Step 1: For each $z \in p^{-1}(y_2)$, we will separate $z$ from $p^{-1}(y_1)$. That is, we will construct an open neighborhood $B(z)$ of $z$ and an open set $A(z)$ containing $p^{-1}(y_1)$, such that $A(z)$ and $B(z)$ are disjoint. Here is the construction:

For each pair of points $x \in p^{-1}(y_1)$, $z \in p^{-1}(y_2)$, we can choose open disjoint neighborhoods $A_{xz}$ and $B_{xz}$, containing $x$ and $z$, respectively. For fixed $z$, $A_{xz}$ is a cover of $p^{-1}(y_1)$, and we may pass to a finite subcover $A_{x_iz}$. Now define $$A(z) = \bigcup_i A_{x_iz} \ \ \ \ \ B(z) = \bigcap_i B_{x_iz}.$$ Then $A(z)$ is an open set containing $p^{-1}(y_1)$ and $B(z)$ is an open neighborhood of $z$. Moreover, if $u \in B(z)$, then $u \in B_{x_iz}$ for all $i$, hence $u \notin A_{x_iz}$ for any $i$, hence $u \notin A(z)$. Thus we have completed step 1.
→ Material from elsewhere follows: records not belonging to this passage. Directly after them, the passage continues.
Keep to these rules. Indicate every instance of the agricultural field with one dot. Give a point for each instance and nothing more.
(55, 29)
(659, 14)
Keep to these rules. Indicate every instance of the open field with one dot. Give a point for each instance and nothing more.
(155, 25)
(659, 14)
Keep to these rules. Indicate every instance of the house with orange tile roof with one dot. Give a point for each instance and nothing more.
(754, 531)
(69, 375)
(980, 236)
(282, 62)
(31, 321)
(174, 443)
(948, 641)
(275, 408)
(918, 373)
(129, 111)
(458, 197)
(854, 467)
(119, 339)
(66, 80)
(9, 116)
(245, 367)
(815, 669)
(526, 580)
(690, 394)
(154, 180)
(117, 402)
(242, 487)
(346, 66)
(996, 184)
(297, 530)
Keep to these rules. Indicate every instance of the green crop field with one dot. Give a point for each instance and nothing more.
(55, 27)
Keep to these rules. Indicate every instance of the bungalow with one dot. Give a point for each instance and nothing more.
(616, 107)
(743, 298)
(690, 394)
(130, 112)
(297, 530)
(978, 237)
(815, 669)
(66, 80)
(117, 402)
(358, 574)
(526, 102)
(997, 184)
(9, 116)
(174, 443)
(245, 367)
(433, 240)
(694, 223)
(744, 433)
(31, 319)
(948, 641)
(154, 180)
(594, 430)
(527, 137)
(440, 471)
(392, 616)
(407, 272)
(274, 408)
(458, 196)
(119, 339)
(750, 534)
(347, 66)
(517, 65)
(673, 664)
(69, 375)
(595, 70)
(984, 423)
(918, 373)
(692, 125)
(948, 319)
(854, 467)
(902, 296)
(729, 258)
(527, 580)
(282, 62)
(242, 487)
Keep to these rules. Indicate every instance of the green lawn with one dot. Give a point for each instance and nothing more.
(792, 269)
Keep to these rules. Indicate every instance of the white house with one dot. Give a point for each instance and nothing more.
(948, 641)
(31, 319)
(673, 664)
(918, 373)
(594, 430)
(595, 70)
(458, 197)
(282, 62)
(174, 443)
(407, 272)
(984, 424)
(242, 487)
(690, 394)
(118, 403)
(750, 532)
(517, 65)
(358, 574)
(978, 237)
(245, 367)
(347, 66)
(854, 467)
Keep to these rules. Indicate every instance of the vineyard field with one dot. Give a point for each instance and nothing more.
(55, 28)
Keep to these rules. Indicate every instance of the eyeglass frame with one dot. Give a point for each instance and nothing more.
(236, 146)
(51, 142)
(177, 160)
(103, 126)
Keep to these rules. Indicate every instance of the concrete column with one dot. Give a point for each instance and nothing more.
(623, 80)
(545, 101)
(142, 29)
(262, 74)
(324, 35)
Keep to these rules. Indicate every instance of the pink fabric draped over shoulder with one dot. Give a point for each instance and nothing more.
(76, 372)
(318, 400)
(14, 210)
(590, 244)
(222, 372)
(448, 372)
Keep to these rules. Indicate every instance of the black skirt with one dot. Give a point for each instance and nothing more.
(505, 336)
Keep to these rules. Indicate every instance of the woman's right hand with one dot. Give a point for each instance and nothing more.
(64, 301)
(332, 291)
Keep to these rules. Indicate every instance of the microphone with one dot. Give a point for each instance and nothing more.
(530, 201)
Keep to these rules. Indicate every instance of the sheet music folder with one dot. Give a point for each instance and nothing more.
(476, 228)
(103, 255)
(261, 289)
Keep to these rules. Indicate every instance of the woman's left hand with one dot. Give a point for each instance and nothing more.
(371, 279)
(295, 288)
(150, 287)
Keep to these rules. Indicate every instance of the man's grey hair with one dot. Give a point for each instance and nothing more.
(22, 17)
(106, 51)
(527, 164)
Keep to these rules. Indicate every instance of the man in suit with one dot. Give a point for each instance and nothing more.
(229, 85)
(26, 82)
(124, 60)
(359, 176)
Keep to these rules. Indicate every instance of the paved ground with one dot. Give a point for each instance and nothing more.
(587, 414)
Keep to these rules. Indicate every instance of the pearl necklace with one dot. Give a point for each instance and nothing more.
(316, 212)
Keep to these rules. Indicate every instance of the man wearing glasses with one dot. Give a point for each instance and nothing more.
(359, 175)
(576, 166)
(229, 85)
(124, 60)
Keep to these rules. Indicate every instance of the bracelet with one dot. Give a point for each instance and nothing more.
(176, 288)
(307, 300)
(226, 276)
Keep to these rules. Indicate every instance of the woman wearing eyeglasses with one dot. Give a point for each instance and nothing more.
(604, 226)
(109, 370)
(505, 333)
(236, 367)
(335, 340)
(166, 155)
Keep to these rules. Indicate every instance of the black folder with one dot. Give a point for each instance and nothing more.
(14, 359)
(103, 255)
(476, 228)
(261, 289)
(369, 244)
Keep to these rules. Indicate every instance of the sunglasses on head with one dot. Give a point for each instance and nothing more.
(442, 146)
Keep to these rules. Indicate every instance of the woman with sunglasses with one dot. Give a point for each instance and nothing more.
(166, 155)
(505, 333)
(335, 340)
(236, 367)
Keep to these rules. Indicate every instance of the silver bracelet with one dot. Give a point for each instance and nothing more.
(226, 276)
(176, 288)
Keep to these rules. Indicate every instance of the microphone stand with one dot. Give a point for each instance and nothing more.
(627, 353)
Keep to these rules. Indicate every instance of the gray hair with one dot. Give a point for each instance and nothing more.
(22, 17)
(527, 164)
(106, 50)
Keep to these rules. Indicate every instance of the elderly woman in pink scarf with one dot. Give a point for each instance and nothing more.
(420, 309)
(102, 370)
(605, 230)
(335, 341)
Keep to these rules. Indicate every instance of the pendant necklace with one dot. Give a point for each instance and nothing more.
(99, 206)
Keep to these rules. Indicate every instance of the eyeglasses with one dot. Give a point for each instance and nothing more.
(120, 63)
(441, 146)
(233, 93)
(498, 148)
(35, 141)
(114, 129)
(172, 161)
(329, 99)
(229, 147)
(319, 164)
Step 2: Here we construct open disjoint sets $A_1$ containing $p^{-1}(y_1)$ and $A_2$ containing $p^{-1}(y_2)$.

The sets $B(z)$ constructed above give a cover of $p^{-1}(y_2)$, so we may pass to a finite subcover $B(z_i)$. Now define $$A_1 = \bigcap_i A(z_i) \ \ \ \ \ A_2 = \bigcup_i B(z_i).$$ Then $A_1$ is an open set containing $p^{-1}(y_1)$ and $A_2$ is an open set containing $p^{-1}(y_2)$. Now if $v \in A_1$, then $v \in A(z_i)$ for all $i$, hence $v \notin B(z_i)$ for any $i$, hence $v \notin A_2$. Therefore $A_1$ and $A_2$ are disjoint.

Answer 2

Let $a\neq b\in Y$, $p^{-1}(a)$ and $p^{-1}(b)$ exist by surjectivity of $p$ and we have by assumption that $p^{-1}(a)$ and $p^{-1}(b)$ are compact.

Note that $p^{-1}(a)\cap p^{-1}(b)=\emptyset$ by $p$ being a function.
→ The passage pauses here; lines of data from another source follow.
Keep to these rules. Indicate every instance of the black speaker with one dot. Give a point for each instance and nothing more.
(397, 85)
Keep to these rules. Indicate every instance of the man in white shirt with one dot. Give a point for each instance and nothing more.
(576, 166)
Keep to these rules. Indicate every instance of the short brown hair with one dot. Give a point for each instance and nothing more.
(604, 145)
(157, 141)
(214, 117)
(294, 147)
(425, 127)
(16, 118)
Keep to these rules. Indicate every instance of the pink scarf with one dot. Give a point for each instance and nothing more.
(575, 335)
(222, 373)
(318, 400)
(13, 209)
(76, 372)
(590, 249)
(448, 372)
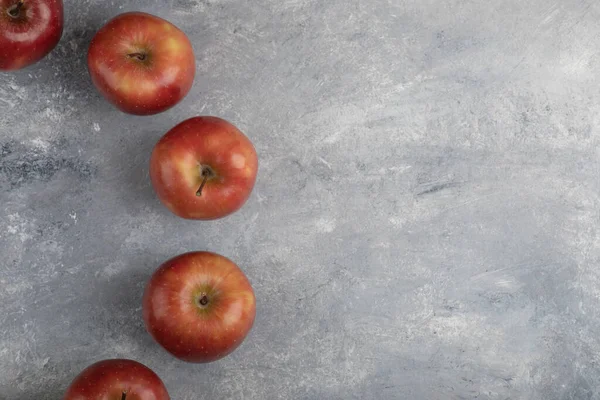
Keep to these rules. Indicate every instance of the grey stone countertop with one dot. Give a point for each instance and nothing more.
(425, 223)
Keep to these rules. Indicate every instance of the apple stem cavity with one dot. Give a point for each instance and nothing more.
(139, 56)
(15, 10)
(203, 300)
(207, 173)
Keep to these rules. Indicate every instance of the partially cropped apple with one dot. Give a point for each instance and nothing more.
(141, 63)
(204, 168)
(29, 30)
(199, 306)
(117, 380)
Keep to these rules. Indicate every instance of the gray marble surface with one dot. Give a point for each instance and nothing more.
(425, 223)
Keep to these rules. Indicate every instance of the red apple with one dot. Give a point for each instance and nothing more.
(117, 380)
(204, 168)
(29, 30)
(141, 63)
(199, 306)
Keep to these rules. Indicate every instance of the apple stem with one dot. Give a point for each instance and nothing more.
(16, 9)
(139, 56)
(206, 173)
(203, 300)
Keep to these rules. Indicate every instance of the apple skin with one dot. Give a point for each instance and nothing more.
(182, 154)
(111, 379)
(141, 63)
(30, 33)
(199, 306)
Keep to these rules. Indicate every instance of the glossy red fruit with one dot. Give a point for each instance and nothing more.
(199, 306)
(29, 30)
(141, 63)
(204, 168)
(117, 380)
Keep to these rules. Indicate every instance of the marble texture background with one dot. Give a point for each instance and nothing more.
(425, 223)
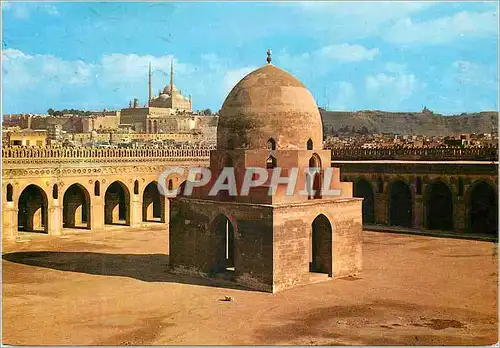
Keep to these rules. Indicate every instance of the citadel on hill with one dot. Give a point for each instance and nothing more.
(167, 119)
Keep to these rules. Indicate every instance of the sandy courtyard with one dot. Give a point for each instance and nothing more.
(112, 288)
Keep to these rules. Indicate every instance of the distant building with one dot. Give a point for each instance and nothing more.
(25, 137)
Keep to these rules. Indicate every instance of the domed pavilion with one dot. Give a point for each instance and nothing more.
(268, 242)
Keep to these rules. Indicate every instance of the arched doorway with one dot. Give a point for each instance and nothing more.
(225, 245)
(320, 246)
(117, 204)
(439, 207)
(153, 204)
(32, 210)
(482, 209)
(400, 205)
(76, 207)
(364, 189)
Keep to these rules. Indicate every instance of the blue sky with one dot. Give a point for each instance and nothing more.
(394, 56)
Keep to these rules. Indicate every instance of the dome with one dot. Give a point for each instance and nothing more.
(269, 103)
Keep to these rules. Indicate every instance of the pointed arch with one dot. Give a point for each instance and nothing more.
(363, 189)
(482, 209)
(76, 207)
(10, 192)
(439, 207)
(153, 204)
(97, 188)
(117, 204)
(400, 204)
(271, 162)
(271, 144)
(226, 247)
(320, 246)
(136, 187)
(309, 144)
(32, 215)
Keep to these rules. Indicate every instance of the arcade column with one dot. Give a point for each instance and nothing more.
(97, 213)
(55, 218)
(9, 221)
(136, 211)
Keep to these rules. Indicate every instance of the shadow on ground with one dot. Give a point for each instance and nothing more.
(144, 267)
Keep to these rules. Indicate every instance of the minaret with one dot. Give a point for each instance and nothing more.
(171, 76)
(150, 85)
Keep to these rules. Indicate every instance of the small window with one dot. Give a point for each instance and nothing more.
(271, 144)
(380, 185)
(309, 144)
(55, 192)
(271, 162)
(97, 188)
(9, 193)
(418, 185)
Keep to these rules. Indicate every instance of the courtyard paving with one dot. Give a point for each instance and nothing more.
(113, 288)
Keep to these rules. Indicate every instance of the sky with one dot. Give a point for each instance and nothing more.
(392, 56)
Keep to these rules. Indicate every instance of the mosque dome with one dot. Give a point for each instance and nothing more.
(269, 103)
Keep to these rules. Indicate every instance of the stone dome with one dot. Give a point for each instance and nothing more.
(269, 103)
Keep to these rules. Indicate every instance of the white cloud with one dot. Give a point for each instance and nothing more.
(21, 10)
(322, 58)
(28, 72)
(342, 96)
(444, 29)
(468, 73)
(346, 53)
(114, 79)
(393, 86)
(355, 20)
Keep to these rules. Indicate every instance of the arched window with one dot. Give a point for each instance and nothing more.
(309, 144)
(271, 162)
(271, 144)
(97, 188)
(9, 193)
(460, 186)
(55, 192)
(380, 185)
(418, 185)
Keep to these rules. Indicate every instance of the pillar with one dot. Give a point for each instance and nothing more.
(9, 221)
(96, 214)
(136, 211)
(418, 212)
(460, 212)
(55, 218)
(381, 208)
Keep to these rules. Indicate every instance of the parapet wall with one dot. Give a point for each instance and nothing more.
(13, 155)
(418, 154)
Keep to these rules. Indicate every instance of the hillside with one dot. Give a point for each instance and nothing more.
(413, 123)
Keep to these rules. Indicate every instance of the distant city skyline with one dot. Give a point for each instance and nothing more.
(398, 56)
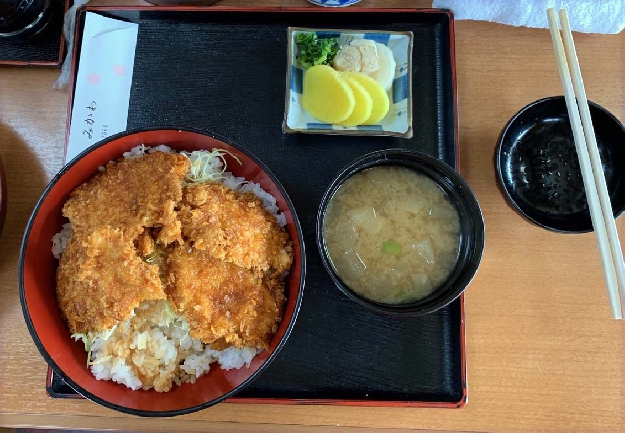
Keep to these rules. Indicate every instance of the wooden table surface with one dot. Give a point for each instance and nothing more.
(543, 353)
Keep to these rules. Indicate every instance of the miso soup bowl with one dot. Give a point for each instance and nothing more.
(471, 228)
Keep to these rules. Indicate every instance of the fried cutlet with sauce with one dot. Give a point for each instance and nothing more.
(132, 194)
(101, 279)
(223, 302)
(234, 227)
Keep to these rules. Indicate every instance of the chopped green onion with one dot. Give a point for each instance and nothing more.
(391, 247)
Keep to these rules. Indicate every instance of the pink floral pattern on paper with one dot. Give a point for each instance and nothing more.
(119, 70)
(94, 78)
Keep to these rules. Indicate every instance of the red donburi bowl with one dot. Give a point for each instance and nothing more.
(37, 269)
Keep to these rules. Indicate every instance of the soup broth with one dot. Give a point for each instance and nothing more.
(392, 234)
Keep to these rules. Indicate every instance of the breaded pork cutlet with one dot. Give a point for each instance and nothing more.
(101, 279)
(132, 194)
(221, 301)
(234, 227)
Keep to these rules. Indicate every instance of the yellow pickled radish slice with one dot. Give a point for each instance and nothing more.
(363, 106)
(326, 95)
(378, 95)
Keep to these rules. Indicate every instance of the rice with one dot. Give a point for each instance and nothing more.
(152, 348)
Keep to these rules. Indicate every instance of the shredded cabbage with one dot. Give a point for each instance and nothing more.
(89, 337)
(207, 166)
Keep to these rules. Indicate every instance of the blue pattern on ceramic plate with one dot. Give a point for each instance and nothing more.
(400, 88)
(370, 127)
(333, 3)
(321, 34)
(296, 79)
(318, 126)
(380, 38)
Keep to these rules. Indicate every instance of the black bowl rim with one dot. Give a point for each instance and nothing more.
(100, 400)
(378, 158)
(3, 196)
(498, 168)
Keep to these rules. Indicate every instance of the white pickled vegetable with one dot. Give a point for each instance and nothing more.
(386, 71)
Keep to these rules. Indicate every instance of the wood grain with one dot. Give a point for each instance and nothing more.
(543, 354)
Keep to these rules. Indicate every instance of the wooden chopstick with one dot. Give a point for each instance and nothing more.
(595, 158)
(592, 195)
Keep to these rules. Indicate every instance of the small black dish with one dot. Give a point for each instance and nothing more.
(538, 167)
(23, 21)
(471, 228)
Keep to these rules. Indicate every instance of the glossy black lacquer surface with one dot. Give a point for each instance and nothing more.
(538, 167)
(43, 47)
(225, 72)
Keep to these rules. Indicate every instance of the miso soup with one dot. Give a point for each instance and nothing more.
(391, 234)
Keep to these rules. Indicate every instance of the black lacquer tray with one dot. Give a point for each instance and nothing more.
(223, 70)
(47, 49)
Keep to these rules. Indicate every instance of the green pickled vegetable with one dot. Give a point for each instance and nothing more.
(391, 247)
(314, 51)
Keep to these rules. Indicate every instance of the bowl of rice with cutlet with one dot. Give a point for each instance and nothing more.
(161, 271)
For each pair of points $x\in p^{-1}(a)$, and $y\in p^{-1}(b)$, by $X$ Hausdorff, there exist open sets $U_{x,y}$ and $V_{x,y}$ such that $U_{x,y}\cap V_{x,y}=\emptyset$. These form open covers of $p^{-1}(a)$ (by $U_{x,y}$'s), and $p^{-1}(b)$ (by $V_{x,y}$'s). For each $x_0\in p^{-1}(a)$ we have an open cover of $x_0$ by the sets $U_{x_0,y}$ for all $y\in p^{-1}(b)$, hence by compactness, these open covers each have finite subcovers. Let $\mathfrak{U}_0$ denote the intersection of finite cover for $x_0$. Then $\mathfrak{U}_0$ separates $x_0$ from every $y$ because $\mathfrak{U}_0 \cap V_{x_0,y}=\emptyset$ for all $y$. The union $\bigcup_{x_0 \in p^{-1}(a)}\mathfrak{U}_0$ is an open cover of $p^{-1}(a)$. Hence it has a finite subcover, which we denote as $\mathfrak{U}$. An analogous construct can be done for each $y_0\in p^{-1}(b)$, ultimately yielding a finite open subcover of $p^{-1}(b)$ which we denote $\mathfrak{V}$. (Note: must use the exact same $U_{x,y}$'s and $V_{x,y}$'s for this construction)

Now we need to get open sets in $Y$. To do so, we will exploit the last unused hypothesis: $p$ is a closed map. Let $\mathfrak{U}^c$ denote the set of complements of the elements of $\mathfrak{U}$, and likewise for $\mathfrak{V}^c$ and $\mathfrak{V}$.

Consider the images of the sets in these collections through $p$, which will denote as $p(\mathfrak{U}^c)$ and $p(\mathfrak{V}^c)$. These are images of closed sets, hence closed in $Y$. We take their complements which yield open finite collections of open sets in $Y$.

First, since $p^{-1}(a)\cap \bigcap_{P\in \mathfrak{U}^c}P=\emptyset$, $a\notin p(\mathfrak{U}^c)$ and hence $a\in p(\mathfrak{U}^c)^c$. With the analogous result holding for $b$. Finally define $U=\bigcap_{P\in p(\mathfrak{U}^c)^c}$ and likewise $V=\bigcap_{Q\in p(\mathfrak{V}^c)^c}$. (Intersect the open sets we got.)

Now suppose $z \in U \cap V$. Then $p^{-1}(z) \cap U_{x,y}$ and $p^{-1}(z) \cap V_{x,y}$ are nonempty for every $x,y$, but this implies that there exists $x_0\in p^{-1}(a)$ and $y_0\in p^{-1}(b)$ such that intersection $U_{x,y}\cap V_{x,y}$ is nonempty. But this contradicts our earlier construction, hence $U\cap V=\emptyset$. Therefore, $Y$ is Hausdorff.